In 1988 Geoff Kuenning extended affix flags to license sets of affix
rules. In this table-driven approach, affix flags are interpreted as
lexical features that indicate morphological subparadigm membership.
This method of affix compression allowed for less redundant storage
and efficient run-time checking of a great number of affixes, thereby
enabling {\tt ispell} to tackle languages with more complex morphological
systems than English. After major modifications of the code, the first
multi-lingual version of {\tt ispell} was released in 1988.

{\tt Ispell} can also handle compounds and there is even the
possibility of specifying lexical restrictions on compounding, also
implemented as switches in the base dictionary. For some languages, a
rich set of compound constructions allow for productive extensions of
the base vocabulary, and this feature is indispensable in mitigating
the OOV problem. Language-specific word-lists and affix rules for {\tt
  ispell}, with added switch information as necessary, have been
compiled for over 50 languages so far.  Our development started with
providing open source spell-checking for Hungarian. Our spellchecker,
{\tt HunSpell} is based on {\tt MySpell}, a portable and thread-safe
C++ library reimplementation of {\tt ispell} written by Kevin Hendricks. We
chose {\tt MySpell} as the core engine for our development both
because of its implementational virtues, and because the
non-restrictive BSD license significantly enhances its potential in
open source development and large-scale code reuse.%
%
\footnote{MySpell has been incorporated into OpenOffice.org's office
  suite, where it replaces the third-party libraries licensed
  earlier.}

The lexical resources of {\tt MySpell} (the affix file and the dictionary
file) are processed at runtime, which makes them directly portable across
various platforms. A line in the affix file represents an affix rule from a
generation point of view. It specifies a regexp-like pattern which is matched
against the beginning or end of the base for prefix and suffix respectively, a
string to strip from, and the actual affix string to append to the input
base. A special indexing technique, the Dömölki algorithm is used in checking
affixation conditions (Dömölki 1967)\nocite{domolki:67} to pick applicable
affix rules in parsing. A pseudo-stem is hypothesized by reverse application
of the affix rule (i.e., stripping the append string and appending the strip
string) which is looked up in the dictionary.  A line in the dictionary file
represents a lexical entry, i.e., a base form associated with a set of affix
flags. If the hypothesized base is found in the dictionary after the
application of an affix rule, in the last step it is checked whether its flags
contain the one the affix rule is assigned to.

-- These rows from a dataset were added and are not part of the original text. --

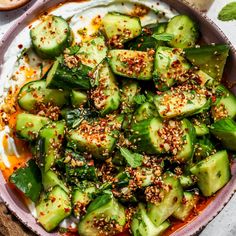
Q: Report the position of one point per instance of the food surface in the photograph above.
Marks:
(119, 123)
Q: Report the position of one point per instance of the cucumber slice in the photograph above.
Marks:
(35, 92)
(131, 64)
(225, 105)
(61, 77)
(203, 148)
(28, 125)
(120, 28)
(145, 136)
(50, 179)
(171, 201)
(51, 36)
(212, 173)
(141, 225)
(210, 58)
(169, 68)
(28, 180)
(106, 94)
(225, 131)
(93, 52)
(145, 41)
(78, 98)
(104, 208)
(99, 143)
(184, 30)
(52, 208)
(182, 102)
(189, 136)
(52, 136)
(186, 181)
(145, 111)
(188, 203)
(129, 90)
(81, 198)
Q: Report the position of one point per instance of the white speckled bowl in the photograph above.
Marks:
(211, 34)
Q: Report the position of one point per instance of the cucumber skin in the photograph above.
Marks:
(62, 77)
(190, 37)
(56, 97)
(55, 51)
(212, 173)
(170, 203)
(141, 136)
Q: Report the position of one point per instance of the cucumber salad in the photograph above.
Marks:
(129, 129)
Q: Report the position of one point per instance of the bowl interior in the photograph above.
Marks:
(210, 34)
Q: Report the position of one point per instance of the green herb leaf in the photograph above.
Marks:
(163, 37)
(140, 99)
(133, 159)
(228, 12)
(73, 49)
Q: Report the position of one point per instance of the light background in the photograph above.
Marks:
(225, 223)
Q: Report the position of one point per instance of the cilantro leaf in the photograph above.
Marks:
(163, 37)
(133, 159)
(140, 99)
(228, 12)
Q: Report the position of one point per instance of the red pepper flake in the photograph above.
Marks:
(67, 209)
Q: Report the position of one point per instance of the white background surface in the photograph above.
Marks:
(225, 223)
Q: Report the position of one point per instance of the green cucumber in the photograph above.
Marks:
(105, 94)
(170, 67)
(189, 137)
(28, 180)
(171, 201)
(225, 105)
(187, 205)
(51, 36)
(209, 58)
(146, 111)
(62, 77)
(129, 89)
(141, 225)
(50, 179)
(28, 125)
(99, 143)
(212, 173)
(93, 52)
(35, 93)
(225, 131)
(103, 207)
(52, 136)
(78, 98)
(131, 64)
(120, 28)
(145, 136)
(52, 208)
(184, 30)
(180, 102)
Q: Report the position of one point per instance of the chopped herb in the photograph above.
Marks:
(228, 12)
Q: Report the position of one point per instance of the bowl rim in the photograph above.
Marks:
(13, 5)
(193, 227)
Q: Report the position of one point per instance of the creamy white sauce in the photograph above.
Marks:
(73, 10)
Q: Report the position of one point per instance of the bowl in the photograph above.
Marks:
(211, 34)
(7, 5)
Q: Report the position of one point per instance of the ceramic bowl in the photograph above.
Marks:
(211, 34)
(7, 5)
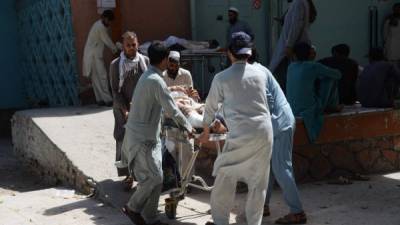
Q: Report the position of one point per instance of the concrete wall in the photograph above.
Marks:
(151, 20)
(11, 84)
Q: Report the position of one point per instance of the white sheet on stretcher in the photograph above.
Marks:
(195, 119)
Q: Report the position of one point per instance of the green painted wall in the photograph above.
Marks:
(11, 82)
(339, 21)
(346, 21)
(211, 21)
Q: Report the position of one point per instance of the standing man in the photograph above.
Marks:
(178, 79)
(93, 63)
(236, 25)
(295, 29)
(175, 75)
(379, 83)
(241, 91)
(125, 72)
(349, 68)
(142, 144)
(283, 124)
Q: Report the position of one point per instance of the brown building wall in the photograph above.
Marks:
(151, 20)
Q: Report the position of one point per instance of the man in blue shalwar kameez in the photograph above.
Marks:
(142, 145)
(312, 90)
(283, 124)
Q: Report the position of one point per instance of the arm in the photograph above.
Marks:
(326, 72)
(249, 31)
(169, 106)
(395, 72)
(386, 29)
(215, 96)
(297, 24)
(107, 40)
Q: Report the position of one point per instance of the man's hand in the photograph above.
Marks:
(289, 52)
(191, 133)
(193, 94)
(125, 112)
(177, 88)
(205, 136)
(218, 127)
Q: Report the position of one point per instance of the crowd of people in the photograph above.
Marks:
(256, 106)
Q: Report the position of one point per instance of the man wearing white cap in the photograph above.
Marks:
(236, 25)
(241, 91)
(174, 75)
(178, 79)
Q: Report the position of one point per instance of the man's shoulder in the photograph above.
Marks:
(185, 72)
(115, 61)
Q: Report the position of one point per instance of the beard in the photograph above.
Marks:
(172, 73)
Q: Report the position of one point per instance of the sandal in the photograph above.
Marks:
(359, 177)
(158, 222)
(340, 181)
(135, 217)
(298, 218)
(266, 212)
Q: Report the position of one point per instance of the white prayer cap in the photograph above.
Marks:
(233, 9)
(174, 55)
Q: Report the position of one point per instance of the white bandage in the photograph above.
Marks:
(195, 119)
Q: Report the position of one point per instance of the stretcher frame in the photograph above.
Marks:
(178, 194)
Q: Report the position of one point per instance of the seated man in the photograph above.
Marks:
(349, 68)
(306, 99)
(379, 82)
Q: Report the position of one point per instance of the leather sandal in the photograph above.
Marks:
(135, 217)
(158, 222)
(298, 218)
(266, 212)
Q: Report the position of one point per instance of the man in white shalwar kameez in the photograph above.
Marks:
(295, 30)
(241, 92)
(93, 62)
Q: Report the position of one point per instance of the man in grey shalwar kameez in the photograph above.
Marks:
(295, 29)
(125, 72)
(241, 91)
(142, 144)
(236, 25)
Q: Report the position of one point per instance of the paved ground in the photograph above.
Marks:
(24, 199)
(374, 202)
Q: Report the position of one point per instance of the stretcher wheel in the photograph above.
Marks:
(170, 207)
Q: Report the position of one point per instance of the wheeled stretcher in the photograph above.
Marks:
(187, 179)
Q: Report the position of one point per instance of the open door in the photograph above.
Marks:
(211, 21)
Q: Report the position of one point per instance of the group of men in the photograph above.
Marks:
(259, 137)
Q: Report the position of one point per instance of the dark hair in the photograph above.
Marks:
(157, 52)
(238, 42)
(254, 56)
(108, 14)
(313, 11)
(376, 54)
(302, 51)
(342, 49)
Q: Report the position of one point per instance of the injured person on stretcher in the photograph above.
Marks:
(178, 148)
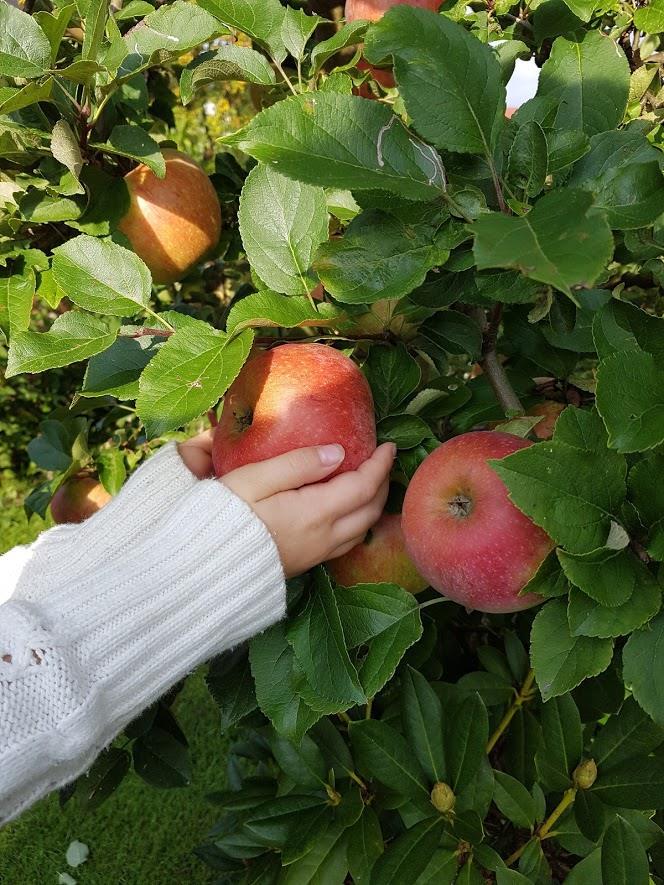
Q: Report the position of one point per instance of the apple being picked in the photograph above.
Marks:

Though the ispell algorithm performs affix stripping and lexical
lookup very efficiently, the implementation does not scale well to
languages with rich morphology. {\tt ispell} lexical resources
actually exist for some languages with famously rich productive
morphology such as Estonian, Finnish, and Hungarian, but it is
suggestive that the latter two languages use enhancements over {\tt
  MySpell} in their native OpenOffice.org releases for spellchecking.%
%
\footnote{The Finnish version is a closed-source licensed binary (see
  {\tt http://www.hut.fi/~pry/soikko/openoffice/}).}
%
The Hungarian version uses our development, the {\tt HunSpell} library
which incorporates various spell-checking features specifically needed
to correctly handle Hungarian orthography -- we turn to these now.

\medskip

So far we spoke of affixes only in the sense of edge-aligned substrings
(prefixes and suffixes), but in languages with complicated combinatorial
morphology affix rules might stand for intricate clusters of affix morphemes
(the sense of affix used in linguistics).  Such morphotactic complexity, a
hallmark of rich productive morphology, often makes it difficult to list all
legitimate affix combinations, let alone produce them automatically: the sheer
size and redundancy of precompiled morphologies make modifications very
difficult and debugging nearly impossible. Maintaining these resources without
a principled framework for off-line resource compilation is virtually a
hopeless enterprise, witness {\tt magyarispell}, the Hungarian {\tt MySpell}
resource%
%
\footnote{{\tt http://magyarispell.sourceforge.net/}}
%
which resorts to a clever (from a maintainability perspective, way too
clever) mix of shell scripts, m4 macros, and hand-written pieces of
{\tt MySpell} resources.

To remedy this problem we devised an off-line resource compilation
tool which given a central lexical database and a morphological
grammar can create resources for the applications according to a wide
range of configurable parameters. {\tt HunLex} is a
language-independent pre-processing framework for a rule-based
description of morphology (details about grammar specifications and
configuration options of {\tt HunLex} would go beyond this paper).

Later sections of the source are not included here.